C’est l’histoire d’un petit garçon d’Irlande du Nord qui, très tôt, voyait déjà son nom en haut de l’affiche. Avant de conquérir les podiums, Jonathan William Anderson se rêvait comédien. Alors, dès l’adolescence, il intègre le National Youth Music Theatre à Londres, puis s'envole pour Washington D.C., où il rejoint l’Actors Studio.

Mais le jeune homme passe finalement moins de temps sur les planches qu'en coulisses avec la costumière. Cette dernière, une femme extravagante et anti-conventionnelle, lui transmet sa fascination pour l’habillement et la puissance narrative des vêtements.

De retour en Irlande, Jonathan Anderson aiguise son œil au sein du grand magasin de luxe Brown Thomas avant de s’inscrire au London College of Fashion. Diplômé en 2005, il rejoint Prada en tant que visual merchandiser sous l’égide de Manuela Pavesi, bras droit de Miuccia Prada. Une expérience placée sous le signe de la rigueur et de la créativité, qui forge son approche conceptuelle de la mode.

J.W. Anderson, le manifeste d’une nouvelle ère stylistique

En 2008, Jonathan Anderson fonde une marque qui porte son nom, J.W. Anderson, et présente une première collection masculine qui fait sensation.
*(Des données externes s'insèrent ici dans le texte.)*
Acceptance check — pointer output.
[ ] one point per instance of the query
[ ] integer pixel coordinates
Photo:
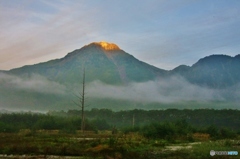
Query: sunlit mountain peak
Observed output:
(107, 46)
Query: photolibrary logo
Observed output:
(212, 153)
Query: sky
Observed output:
(163, 33)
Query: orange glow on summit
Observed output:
(107, 46)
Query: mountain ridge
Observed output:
(132, 83)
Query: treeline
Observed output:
(200, 118)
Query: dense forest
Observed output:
(153, 123)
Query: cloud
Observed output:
(170, 90)
(34, 83)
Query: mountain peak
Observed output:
(106, 45)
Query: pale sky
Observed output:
(163, 33)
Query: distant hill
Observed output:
(215, 71)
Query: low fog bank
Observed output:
(37, 91)
(34, 83)
(169, 90)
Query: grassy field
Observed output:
(104, 145)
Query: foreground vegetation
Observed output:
(42, 135)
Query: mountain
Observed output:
(215, 71)
(117, 80)
(102, 61)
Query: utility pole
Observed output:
(82, 100)
(133, 122)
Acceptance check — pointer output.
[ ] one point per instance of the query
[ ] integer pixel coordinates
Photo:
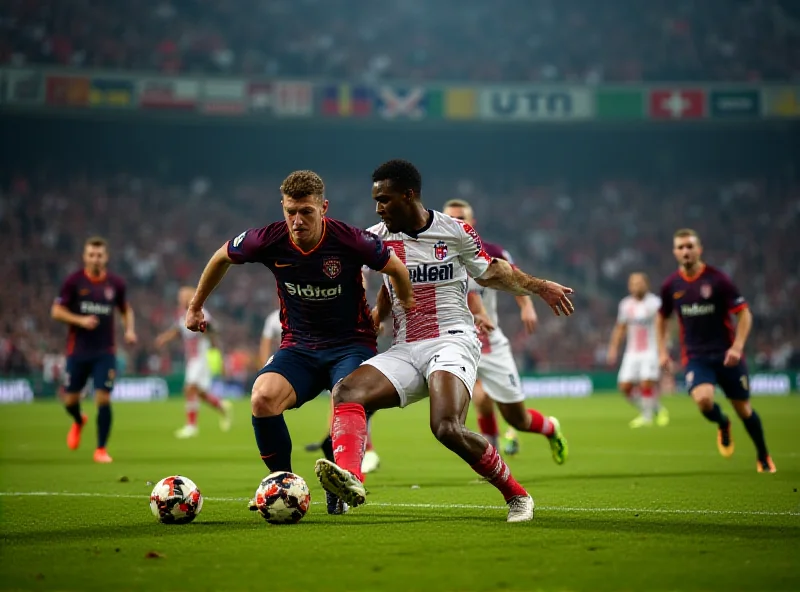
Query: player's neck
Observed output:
(693, 270)
(420, 218)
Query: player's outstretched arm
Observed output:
(744, 322)
(478, 310)
(61, 313)
(527, 313)
(616, 340)
(401, 280)
(212, 275)
(166, 336)
(129, 322)
(500, 275)
(661, 341)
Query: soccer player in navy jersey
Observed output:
(86, 303)
(704, 299)
(328, 329)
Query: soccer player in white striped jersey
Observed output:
(498, 376)
(435, 352)
(636, 322)
(197, 381)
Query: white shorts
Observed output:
(499, 375)
(408, 365)
(198, 373)
(639, 368)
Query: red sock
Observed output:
(540, 424)
(213, 401)
(349, 434)
(191, 412)
(496, 471)
(487, 424)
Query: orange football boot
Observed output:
(725, 441)
(766, 466)
(101, 456)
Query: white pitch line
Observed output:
(435, 506)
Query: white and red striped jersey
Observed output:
(195, 345)
(440, 258)
(640, 318)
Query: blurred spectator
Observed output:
(580, 41)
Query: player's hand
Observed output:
(732, 357)
(556, 297)
(483, 323)
(89, 322)
(195, 320)
(529, 319)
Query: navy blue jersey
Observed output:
(321, 293)
(85, 295)
(704, 305)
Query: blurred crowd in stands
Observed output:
(588, 236)
(580, 41)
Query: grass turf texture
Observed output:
(654, 509)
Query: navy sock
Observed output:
(716, 415)
(327, 448)
(274, 442)
(103, 425)
(753, 426)
(75, 411)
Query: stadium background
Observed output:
(581, 183)
(583, 132)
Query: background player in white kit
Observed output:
(639, 369)
(197, 380)
(498, 377)
(435, 351)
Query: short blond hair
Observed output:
(302, 184)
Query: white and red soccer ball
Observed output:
(282, 498)
(176, 500)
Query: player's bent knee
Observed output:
(272, 395)
(449, 432)
(703, 395)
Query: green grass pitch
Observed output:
(654, 509)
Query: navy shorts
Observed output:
(102, 368)
(733, 381)
(311, 371)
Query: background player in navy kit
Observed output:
(704, 299)
(327, 326)
(86, 303)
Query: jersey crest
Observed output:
(440, 250)
(332, 267)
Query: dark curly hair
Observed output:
(401, 173)
(302, 184)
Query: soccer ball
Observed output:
(176, 500)
(282, 498)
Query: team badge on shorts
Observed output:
(332, 267)
(440, 250)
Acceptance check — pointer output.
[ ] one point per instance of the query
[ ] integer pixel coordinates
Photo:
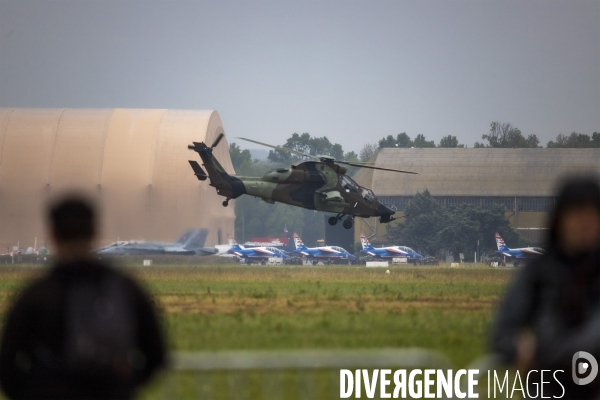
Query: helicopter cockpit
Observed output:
(350, 186)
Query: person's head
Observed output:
(575, 227)
(72, 224)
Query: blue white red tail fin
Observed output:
(232, 242)
(298, 242)
(365, 242)
(500, 243)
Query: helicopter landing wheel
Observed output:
(348, 223)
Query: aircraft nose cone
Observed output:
(384, 210)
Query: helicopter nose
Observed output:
(384, 210)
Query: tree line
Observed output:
(500, 135)
(431, 228)
(428, 226)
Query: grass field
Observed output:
(226, 306)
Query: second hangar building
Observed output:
(523, 181)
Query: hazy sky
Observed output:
(354, 71)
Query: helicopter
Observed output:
(319, 183)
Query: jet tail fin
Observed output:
(196, 239)
(500, 242)
(298, 242)
(365, 242)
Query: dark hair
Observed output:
(72, 218)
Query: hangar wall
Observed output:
(134, 162)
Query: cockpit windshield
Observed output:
(350, 186)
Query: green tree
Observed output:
(238, 156)
(367, 152)
(575, 140)
(351, 156)
(430, 228)
(450, 142)
(504, 135)
(420, 141)
(306, 144)
(401, 140)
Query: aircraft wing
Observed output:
(531, 251)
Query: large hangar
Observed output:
(133, 161)
(523, 181)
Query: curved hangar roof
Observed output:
(134, 161)
(477, 172)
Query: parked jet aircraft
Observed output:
(521, 253)
(190, 243)
(329, 254)
(258, 254)
(388, 252)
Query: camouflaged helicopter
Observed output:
(319, 183)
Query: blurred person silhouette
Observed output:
(83, 331)
(552, 308)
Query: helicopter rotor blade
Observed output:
(217, 140)
(373, 167)
(299, 153)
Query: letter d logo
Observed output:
(582, 368)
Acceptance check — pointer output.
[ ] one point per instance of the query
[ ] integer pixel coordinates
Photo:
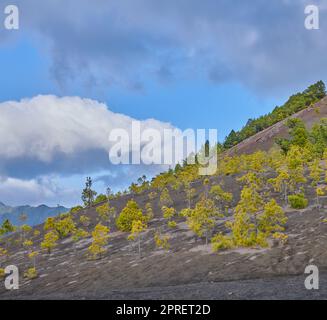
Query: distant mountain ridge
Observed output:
(35, 215)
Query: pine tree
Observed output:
(88, 194)
(165, 199)
(99, 241)
(130, 213)
(221, 197)
(138, 227)
(50, 241)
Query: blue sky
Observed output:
(195, 64)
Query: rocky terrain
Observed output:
(189, 264)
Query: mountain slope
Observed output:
(265, 139)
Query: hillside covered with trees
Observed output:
(256, 213)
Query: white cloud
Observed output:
(49, 144)
(36, 191)
(46, 126)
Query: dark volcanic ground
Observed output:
(188, 271)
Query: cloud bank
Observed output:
(262, 44)
(47, 137)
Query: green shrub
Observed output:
(298, 201)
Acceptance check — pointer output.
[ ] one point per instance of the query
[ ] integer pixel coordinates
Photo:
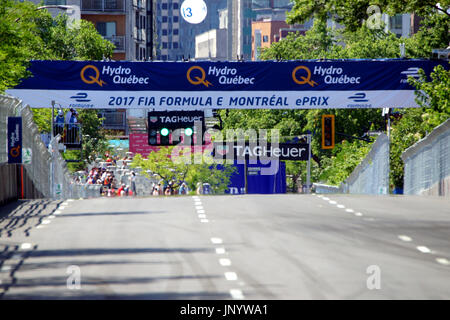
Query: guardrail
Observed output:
(427, 164)
(47, 175)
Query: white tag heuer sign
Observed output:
(27, 155)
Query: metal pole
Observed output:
(308, 166)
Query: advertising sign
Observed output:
(304, 84)
(14, 141)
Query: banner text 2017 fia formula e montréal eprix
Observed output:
(301, 84)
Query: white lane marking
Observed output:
(405, 238)
(220, 250)
(443, 261)
(25, 246)
(423, 249)
(5, 268)
(236, 294)
(225, 262)
(216, 240)
(231, 276)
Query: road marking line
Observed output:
(225, 262)
(216, 240)
(236, 294)
(231, 276)
(405, 238)
(443, 261)
(423, 249)
(25, 246)
(220, 250)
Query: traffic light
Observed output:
(328, 131)
(167, 128)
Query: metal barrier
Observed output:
(47, 170)
(371, 176)
(427, 164)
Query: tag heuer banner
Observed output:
(301, 84)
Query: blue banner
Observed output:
(14, 136)
(215, 85)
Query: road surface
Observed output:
(227, 247)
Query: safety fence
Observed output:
(371, 176)
(427, 164)
(47, 170)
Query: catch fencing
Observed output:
(47, 171)
(371, 176)
(427, 164)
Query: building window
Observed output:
(106, 29)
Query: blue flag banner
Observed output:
(304, 84)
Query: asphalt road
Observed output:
(227, 247)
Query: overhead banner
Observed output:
(221, 85)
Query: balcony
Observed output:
(119, 42)
(103, 5)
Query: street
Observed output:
(227, 247)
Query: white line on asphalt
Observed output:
(225, 262)
(216, 240)
(236, 294)
(443, 261)
(25, 246)
(231, 276)
(405, 238)
(220, 250)
(423, 249)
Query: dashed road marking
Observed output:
(423, 249)
(220, 250)
(216, 240)
(231, 276)
(225, 262)
(25, 246)
(443, 261)
(236, 294)
(405, 238)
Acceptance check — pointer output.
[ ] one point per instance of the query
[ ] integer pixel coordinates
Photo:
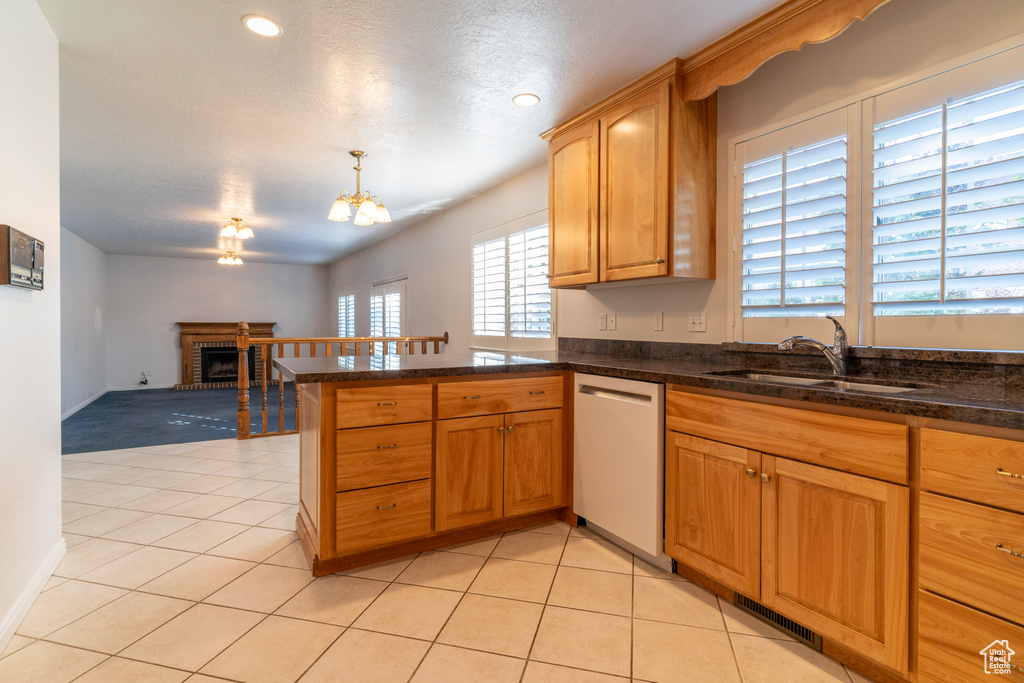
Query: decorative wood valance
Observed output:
(785, 28)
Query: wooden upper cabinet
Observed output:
(572, 187)
(637, 170)
(635, 187)
(713, 510)
(836, 556)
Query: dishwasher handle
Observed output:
(615, 394)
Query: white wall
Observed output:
(83, 323)
(900, 38)
(30, 322)
(148, 295)
(436, 257)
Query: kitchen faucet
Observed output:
(836, 353)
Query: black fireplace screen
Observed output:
(221, 364)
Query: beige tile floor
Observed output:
(183, 565)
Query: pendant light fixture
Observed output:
(237, 228)
(369, 209)
(229, 259)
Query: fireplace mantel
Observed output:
(194, 333)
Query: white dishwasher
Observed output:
(619, 473)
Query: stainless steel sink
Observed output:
(816, 382)
(860, 386)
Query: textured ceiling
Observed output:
(174, 117)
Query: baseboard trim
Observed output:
(13, 617)
(78, 408)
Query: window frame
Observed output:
(863, 328)
(508, 342)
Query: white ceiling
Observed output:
(174, 117)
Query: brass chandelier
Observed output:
(370, 209)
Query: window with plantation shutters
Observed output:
(947, 237)
(346, 315)
(794, 231)
(386, 313)
(512, 304)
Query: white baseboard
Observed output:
(69, 413)
(13, 617)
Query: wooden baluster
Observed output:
(264, 371)
(242, 342)
(281, 393)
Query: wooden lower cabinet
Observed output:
(469, 471)
(532, 462)
(498, 465)
(835, 556)
(825, 548)
(713, 510)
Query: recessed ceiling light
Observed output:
(525, 99)
(262, 26)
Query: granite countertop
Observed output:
(993, 398)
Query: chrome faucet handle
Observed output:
(840, 340)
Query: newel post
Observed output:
(243, 345)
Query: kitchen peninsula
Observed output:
(401, 454)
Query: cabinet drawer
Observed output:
(368, 407)
(378, 456)
(872, 449)
(459, 399)
(960, 557)
(978, 468)
(373, 517)
(951, 637)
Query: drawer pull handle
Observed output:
(999, 547)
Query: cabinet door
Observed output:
(635, 187)
(836, 556)
(469, 471)
(713, 510)
(534, 467)
(572, 198)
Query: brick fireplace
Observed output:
(199, 336)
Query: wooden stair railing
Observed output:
(311, 343)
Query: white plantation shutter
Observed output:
(948, 208)
(346, 315)
(512, 304)
(386, 314)
(488, 287)
(529, 297)
(794, 231)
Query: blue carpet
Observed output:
(152, 417)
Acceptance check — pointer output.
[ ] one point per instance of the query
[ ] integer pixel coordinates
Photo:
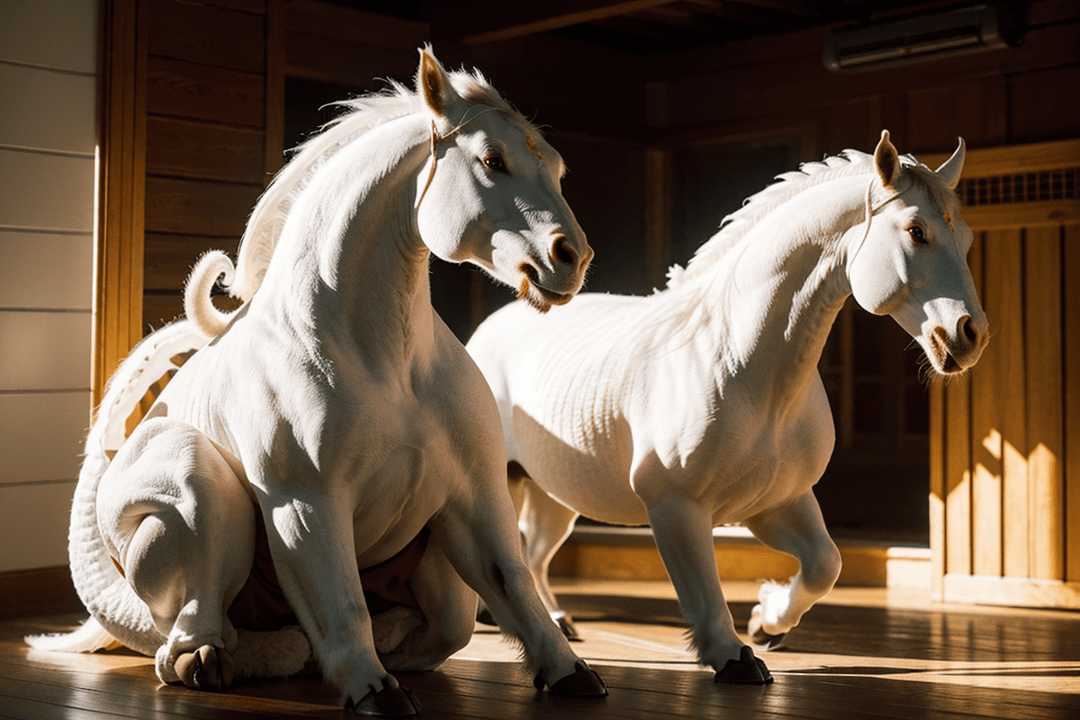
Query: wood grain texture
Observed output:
(858, 654)
(1042, 322)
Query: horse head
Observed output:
(912, 259)
(493, 194)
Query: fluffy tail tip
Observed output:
(89, 637)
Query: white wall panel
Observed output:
(41, 437)
(46, 109)
(46, 191)
(44, 350)
(48, 137)
(55, 34)
(34, 524)
(46, 270)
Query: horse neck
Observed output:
(351, 256)
(774, 296)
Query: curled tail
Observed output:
(117, 612)
(198, 306)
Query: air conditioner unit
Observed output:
(920, 38)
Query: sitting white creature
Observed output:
(334, 422)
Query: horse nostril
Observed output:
(561, 252)
(969, 328)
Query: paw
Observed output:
(746, 670)
(583, 682)
(758, 636)
(205, 668)
(275, 654)
(394, 702)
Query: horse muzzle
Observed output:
(956, 351)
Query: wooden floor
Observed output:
(862, 653)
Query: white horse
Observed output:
(335, 418)
(701, 405)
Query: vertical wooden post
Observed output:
(657, 221)
(121, 189)
(1009, 336)
(1070, 304)
(273, 123)
(1044, 419)
(986, 418)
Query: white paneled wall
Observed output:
(48, 114)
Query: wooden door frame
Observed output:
(121, 189)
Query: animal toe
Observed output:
(389, 702)
(205, 668)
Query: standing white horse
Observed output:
(335, 417)
(701, 405)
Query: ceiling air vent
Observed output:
(920, 38)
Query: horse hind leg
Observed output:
(410, 639)
(180, 527)
(797, 529)
(545, 524)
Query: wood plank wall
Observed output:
(214, 105)
(763, 92)
(1004, 466)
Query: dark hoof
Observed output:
(746, 670)
(583, 682)
(205, 668)
(387, 703)
(763, 640)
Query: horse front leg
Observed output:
(481, 540)
(545, 524)
(311, 542)
(683, 529)
(797, 529)
(181, 529)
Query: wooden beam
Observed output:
(118, 271)
(488, 22)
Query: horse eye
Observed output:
(495, 162)
(917, 235)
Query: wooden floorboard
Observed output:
(862, 653)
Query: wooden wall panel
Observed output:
(1042, 322)
(206, 35)
(215, 103)
(1070, 304)
(1008, 335)
(986, 439)
(186, 90)
(183, 148)
(118, 276)
(1021, 409)
(198, 208)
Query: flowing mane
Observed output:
(362, 113)
(757, 206)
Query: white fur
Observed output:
(701, 405)
(335, 404)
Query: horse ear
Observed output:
(434, 83)
(887, 161)
(950, 168)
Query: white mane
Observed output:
(736, 226)
(363, 113)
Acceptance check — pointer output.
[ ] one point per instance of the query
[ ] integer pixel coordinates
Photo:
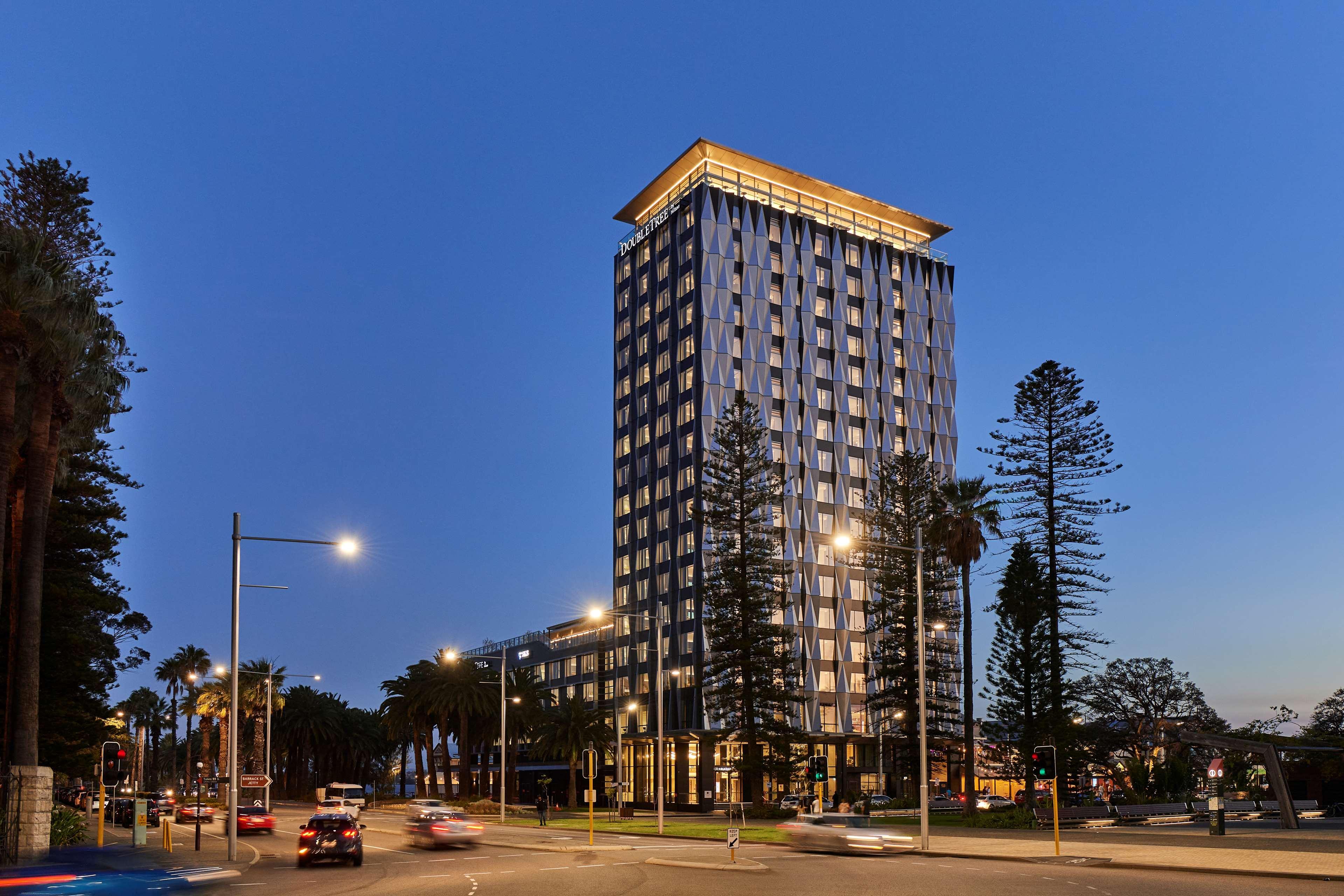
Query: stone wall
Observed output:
(34, 812)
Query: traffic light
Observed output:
(113, 762)
(1043, 763)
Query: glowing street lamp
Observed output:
(843, 543)
(346, 547)
(451, 656)
(656, 624)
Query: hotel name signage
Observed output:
(640, 233)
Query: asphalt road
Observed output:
(390, 867)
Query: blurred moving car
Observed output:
(834, 832)
(255, 819)
(331, 836)
(338, 806)
(187, 812)
(444, 830)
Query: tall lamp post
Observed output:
(271, 671)
(597, 613)
(844, 543)
(451, 656)
(346, 547)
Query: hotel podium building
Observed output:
(834, 314)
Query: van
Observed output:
(353, 793)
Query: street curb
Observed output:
(1129, 866)
(681, 863)
(545, 848)
(548, 848)
(697, 840)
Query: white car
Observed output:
(339, 806)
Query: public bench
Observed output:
(1156, 814)
(1077, 817)
(1305, 808)
(1232, 809)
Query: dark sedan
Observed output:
(330, 836)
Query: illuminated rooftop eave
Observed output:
(702, 149)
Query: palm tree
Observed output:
(193, 664)
(252, 695)
(400, 716)
(213, 702)
(960, 528)
(171, 673)
(459, 691)
(567, 730)
(526, 710)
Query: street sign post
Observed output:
(140, 832)
(1217, 811)
(591, 773)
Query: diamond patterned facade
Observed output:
(835, 316)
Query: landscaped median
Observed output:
(650, 828)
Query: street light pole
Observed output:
(503, 657)
(349, 547)
(924, 713)
(658, 648)
(843, 543)
(271, 671)
(233, 695)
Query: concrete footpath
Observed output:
(1077, 849)
(1268, 863)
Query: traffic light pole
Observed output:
(1054, 793)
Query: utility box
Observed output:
(140, 831)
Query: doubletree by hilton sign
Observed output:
(640, 233)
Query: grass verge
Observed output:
(651, 827)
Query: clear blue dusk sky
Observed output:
(365, 253)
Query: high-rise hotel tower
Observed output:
(834, 314)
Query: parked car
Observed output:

Des créations androgynes – shorts volantés, robes pour hommes, silhouettes sculpturales – qui remettent ostensiblement en question les normes de genre et suscitent autant d’admiration que de controverses.

Sa collection homme pour l'automne-hiver 2013-2014 est fustigée par les critiques du journal populiste Daily Mail. Indignés par les tenues imaginées par le créateur d’avant-garde, ils évoquent "l’humiliation de la masculinité". Un tournant pour Jonathan Anderson qui, loin de s’en offusquer, défend une collection qui a changé les mentalités : "À l’époque, cela a créé un scandale. Aujourd’hui, cette collection est exposée dans des musées. Ce qui montre à quel point la perception a changé en une décennie."

En 2010, face à un succès grandissant, le créateur lance une ligne féminine qui connaît un succès immédiat. L'année suivante, elle s’impose à la Fashion Week de Londres, propulsant sa marque au rang de phénomène mondial, adulée par les modeuses en quête d’une mode plus cérébrale.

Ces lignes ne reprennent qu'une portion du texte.